This section is from the book "Dental Medicine. A Manual Of Dental Materia Medica And Therapeutics", by Ferdinand J. S. Gorgas. Also available from Amazon: Dental Medicine.
Lysol is obtained by boiling coal tar with fat, alkali, resinous acid and resin, and contains no phenol, but principally cresol. It is readily soluble in water, and has a strong pungent odor. It is of the consistency of soft or potash soap, or in the form of a clear oily liquid.
Lysol is a very complex substance (not homogeneous), without any definite formula.
It is claimed that lysol is superior as a germicide to carbolic acid, iodoform and creolin, its bactericide properties being very great. As an antiseptic, etc., in the treatment of wounds a 1 per cent. solution is employed; for internal washings 1/2 per cent. solutions are recommended. It sometimes exerts an irritant action on the skin.
Dr. F. Haenel lays special stress upon the simplicity of its use - a few minutes energetic brushing with the solution being all that is required to prepare a surface for operation, instead of the usually complicated process of cleaning and disinfecting the skin. For this purpose lysol answers as well as the best soap, removing not only visible dirt, but fatty or resinous spots on the skin, instruments, etc. The soapy feeling it imparts to the hands, instruments and sutures, is best avoided by drying the hands and the prepared area of operation with a sterilized cloth before beginning to operate.
With respect to the bactericidal properties of the preparation, Schotellius found that in 15 to 20 minutes a one-third per cent. solution destroyed all kinds of germs. The investigations of Gerlach led to similar results, and the experiences of Dr. F. Haenel are also in accordance with these statements. He used solutions varying in strength from 1/2 to 1/3 per cent., and on all grounds concludes that Lysol is superior to sublimate, carbolic acid, iodoform, and the other ordinary antiseptics, either by virtue of its non-poisonousness, or odorlessness, or the clearness of its solutions. It forms, he points out, clear mixtures with distilled water, or with ordinary water which does not contain much chalk. In solutions made with spring or tap water which contains much lime, a turbidity appears which increases in the progress of time, and is less conspicuous in strong than in weak solutions. As the disinfectant constituents remain in solution, the bactericidal action of the liquid is no way prejudiced. For some purposes this turbidity is a disadvantage, however, and the author states that the best way to avoid it, is to prepare the solutions immediately before use, if necessary, to avoid the employment of the weaker dilutions.

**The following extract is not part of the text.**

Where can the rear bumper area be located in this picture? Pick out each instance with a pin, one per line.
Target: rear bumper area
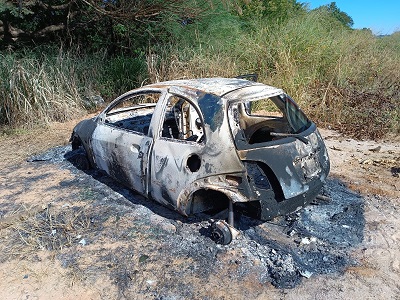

Lysol may be employed in dental practice as an antiseptic, disinfectant, and germicide in the case of putrescent or gangrenous pulps, to disinfect root-canals and carious cavities of teeth; also in the form of a 1 per cent. solution for unhealthy wounds and ulcers of the oral mucous membrane, upon which it has an astringent effect. It is advisable to employ lysol in from 1/2 to 1 per cent solution whenever an antiseptic or aseptic injection is desired, and in 1 to 2 per cent. solution for dressing wounds and sterilizing instruments and also the hands.
For Alveolar Pyorrhoea.
Dr. F. T. Van Woert.
Five drops in one-half glass of water used as a wash in cleansing teeth with a brush.